John Z Black
Brunswick, ME • (207) 245-1010 • contact@johnzblack.com
The old supply-chain attack model assumed someone made a bad call. Installed a sketchy package, clicked a phishing link, grabbed code from a shady repo. Somebody did something wrong.
That’s not how it works anymore. This week proved it twice.
GlassWorm is abusing the Open VSX registry’s dependency features. You install a perfectly clean extension. That extension declares a dependency on another extension. The second one is the payload. Seventy-two extensions were involved. The developer never chose the malicious code. Never saw it listed. Just installed something they wanted and the rest came along for the ride.
That’s a real shift. Previous extension marketplace attacks required the malicious extension to be the one you actually installed.
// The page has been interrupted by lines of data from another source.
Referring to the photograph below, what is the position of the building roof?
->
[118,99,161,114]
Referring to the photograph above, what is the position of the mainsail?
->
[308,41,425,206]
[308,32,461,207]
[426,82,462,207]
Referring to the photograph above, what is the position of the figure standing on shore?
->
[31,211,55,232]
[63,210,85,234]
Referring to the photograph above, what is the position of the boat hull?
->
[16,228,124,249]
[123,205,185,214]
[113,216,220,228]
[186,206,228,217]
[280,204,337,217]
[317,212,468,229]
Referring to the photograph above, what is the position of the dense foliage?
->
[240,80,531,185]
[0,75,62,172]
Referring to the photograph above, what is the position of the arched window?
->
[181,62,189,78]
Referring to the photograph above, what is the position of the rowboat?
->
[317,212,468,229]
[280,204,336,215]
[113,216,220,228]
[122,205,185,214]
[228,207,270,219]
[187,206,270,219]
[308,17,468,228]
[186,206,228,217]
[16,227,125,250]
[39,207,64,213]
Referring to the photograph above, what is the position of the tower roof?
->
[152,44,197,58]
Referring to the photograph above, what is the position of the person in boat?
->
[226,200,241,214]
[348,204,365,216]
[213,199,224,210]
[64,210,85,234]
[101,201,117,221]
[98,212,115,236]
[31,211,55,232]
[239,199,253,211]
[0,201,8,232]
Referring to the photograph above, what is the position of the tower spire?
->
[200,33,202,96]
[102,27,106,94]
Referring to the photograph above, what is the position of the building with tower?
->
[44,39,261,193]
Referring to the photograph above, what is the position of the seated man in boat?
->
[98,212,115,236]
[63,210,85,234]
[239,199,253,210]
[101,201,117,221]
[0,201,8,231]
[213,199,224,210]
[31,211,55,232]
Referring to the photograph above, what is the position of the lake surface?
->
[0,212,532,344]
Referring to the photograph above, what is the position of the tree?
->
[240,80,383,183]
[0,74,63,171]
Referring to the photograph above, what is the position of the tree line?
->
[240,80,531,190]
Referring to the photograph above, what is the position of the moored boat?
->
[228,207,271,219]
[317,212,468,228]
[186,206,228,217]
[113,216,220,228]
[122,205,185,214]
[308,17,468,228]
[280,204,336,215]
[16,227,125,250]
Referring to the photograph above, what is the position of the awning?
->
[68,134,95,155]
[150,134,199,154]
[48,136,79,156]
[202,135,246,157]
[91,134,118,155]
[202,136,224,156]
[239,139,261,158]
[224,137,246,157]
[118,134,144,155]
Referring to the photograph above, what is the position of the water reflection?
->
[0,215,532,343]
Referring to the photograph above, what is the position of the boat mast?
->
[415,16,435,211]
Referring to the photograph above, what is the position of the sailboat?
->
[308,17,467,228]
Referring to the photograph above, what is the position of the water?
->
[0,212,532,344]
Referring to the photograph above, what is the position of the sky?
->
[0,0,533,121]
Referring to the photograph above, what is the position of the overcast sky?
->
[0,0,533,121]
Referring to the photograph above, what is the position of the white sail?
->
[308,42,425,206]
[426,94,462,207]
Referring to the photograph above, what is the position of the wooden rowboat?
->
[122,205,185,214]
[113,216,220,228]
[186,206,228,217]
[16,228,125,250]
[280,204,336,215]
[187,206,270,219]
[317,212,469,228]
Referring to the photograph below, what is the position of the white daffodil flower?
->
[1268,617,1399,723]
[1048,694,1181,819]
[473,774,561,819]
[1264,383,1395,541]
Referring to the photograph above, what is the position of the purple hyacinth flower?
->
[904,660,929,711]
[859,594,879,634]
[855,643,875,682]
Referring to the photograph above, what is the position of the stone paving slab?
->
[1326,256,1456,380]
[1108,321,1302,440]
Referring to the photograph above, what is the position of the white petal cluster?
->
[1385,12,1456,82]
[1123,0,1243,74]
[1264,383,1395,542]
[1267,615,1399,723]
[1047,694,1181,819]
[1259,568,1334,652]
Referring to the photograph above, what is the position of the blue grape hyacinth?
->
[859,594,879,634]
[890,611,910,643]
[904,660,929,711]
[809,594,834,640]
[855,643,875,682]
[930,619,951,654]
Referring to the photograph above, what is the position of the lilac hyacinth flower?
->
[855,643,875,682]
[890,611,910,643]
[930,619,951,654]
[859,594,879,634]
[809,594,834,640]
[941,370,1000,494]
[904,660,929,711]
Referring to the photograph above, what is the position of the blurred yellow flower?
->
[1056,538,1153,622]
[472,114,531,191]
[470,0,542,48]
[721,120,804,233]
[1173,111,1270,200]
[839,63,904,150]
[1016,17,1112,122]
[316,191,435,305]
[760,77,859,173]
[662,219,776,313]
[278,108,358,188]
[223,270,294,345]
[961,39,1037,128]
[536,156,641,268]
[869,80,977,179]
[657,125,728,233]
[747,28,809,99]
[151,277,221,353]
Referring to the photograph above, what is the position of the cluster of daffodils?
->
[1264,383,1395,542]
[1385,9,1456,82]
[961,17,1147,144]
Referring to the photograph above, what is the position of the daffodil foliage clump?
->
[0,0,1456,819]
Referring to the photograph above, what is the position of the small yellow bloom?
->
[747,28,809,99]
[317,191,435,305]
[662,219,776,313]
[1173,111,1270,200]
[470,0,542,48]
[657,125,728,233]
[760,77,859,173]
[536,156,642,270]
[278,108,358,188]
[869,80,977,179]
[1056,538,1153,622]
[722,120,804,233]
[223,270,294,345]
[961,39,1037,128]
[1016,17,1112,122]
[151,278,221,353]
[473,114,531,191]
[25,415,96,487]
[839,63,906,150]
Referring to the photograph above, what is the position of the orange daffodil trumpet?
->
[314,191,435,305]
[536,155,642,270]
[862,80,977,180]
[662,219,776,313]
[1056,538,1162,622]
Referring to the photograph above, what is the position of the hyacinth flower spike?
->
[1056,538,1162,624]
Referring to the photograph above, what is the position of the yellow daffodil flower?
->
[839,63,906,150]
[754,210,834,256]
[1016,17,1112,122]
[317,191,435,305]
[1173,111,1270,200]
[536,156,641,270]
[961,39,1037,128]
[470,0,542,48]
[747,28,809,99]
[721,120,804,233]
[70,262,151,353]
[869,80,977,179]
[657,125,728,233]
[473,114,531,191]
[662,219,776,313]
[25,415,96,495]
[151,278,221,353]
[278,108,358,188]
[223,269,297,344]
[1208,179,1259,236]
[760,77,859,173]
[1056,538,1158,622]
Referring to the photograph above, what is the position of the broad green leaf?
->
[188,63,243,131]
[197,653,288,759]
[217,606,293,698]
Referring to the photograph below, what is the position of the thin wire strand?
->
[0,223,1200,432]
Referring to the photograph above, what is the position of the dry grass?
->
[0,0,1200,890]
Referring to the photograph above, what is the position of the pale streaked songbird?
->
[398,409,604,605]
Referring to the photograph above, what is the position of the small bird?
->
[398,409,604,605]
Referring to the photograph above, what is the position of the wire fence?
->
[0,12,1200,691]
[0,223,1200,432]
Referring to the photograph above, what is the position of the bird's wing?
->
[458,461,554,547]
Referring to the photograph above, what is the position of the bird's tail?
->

You could vet the listing, check the publisher. With transitive dependency abuse, none of that helps. The thing you’re evaluating is clean. The poison’s in the plumbing.
So far this looks limited to Open VSX, the independent registry used by VS Codium and Eclipse Theia. But if it crosses into Microsoft’s VS Code Marketplace, the scale explodes. Don’t assume you’re clear without checking.
Then there’s AppsFlyer. One of the most widely deployed mobile analytics platforms in the world. For a window between March 9 and 11, their Web SDK was serving malicious JavaScript designed to steal cryptocurrency. Their domain registrar got compromised. Any site loading the SDK during that window was potentially serving crypto-stealing code to visitors.
Same pattern as GlassWorm. The site owners didn’t write the malicious code. Didn’t install it. They’d been loading the AppsFlyer SDK for months or years. The attack worked because the trust was real. AppsFlyer is legitimate. The SDK is legitimate. The compromise was behind the scenes.
Both attacks bypass the point where traditional security advice applies. “Don’t install unknown software” doesn’t help when malicious code arrives through a dependency you never reviewed. “Use trusted vendors” doesn’t help when the trusted vendor’s own library gets hijacked.
For developers: audit your VS Code extensions and their declared dependencies. Check whether those deps are things you’d have consciously installed. For teams with third-party SDKs: version-pin your loads. Use Subresource Integrity. Stop loading scripts dynamically from vendor CDNs without verifying what you’re actually getting.
The software you chose is not the only software you’re running. Start treating those invisible trust relationships as part of your threat model.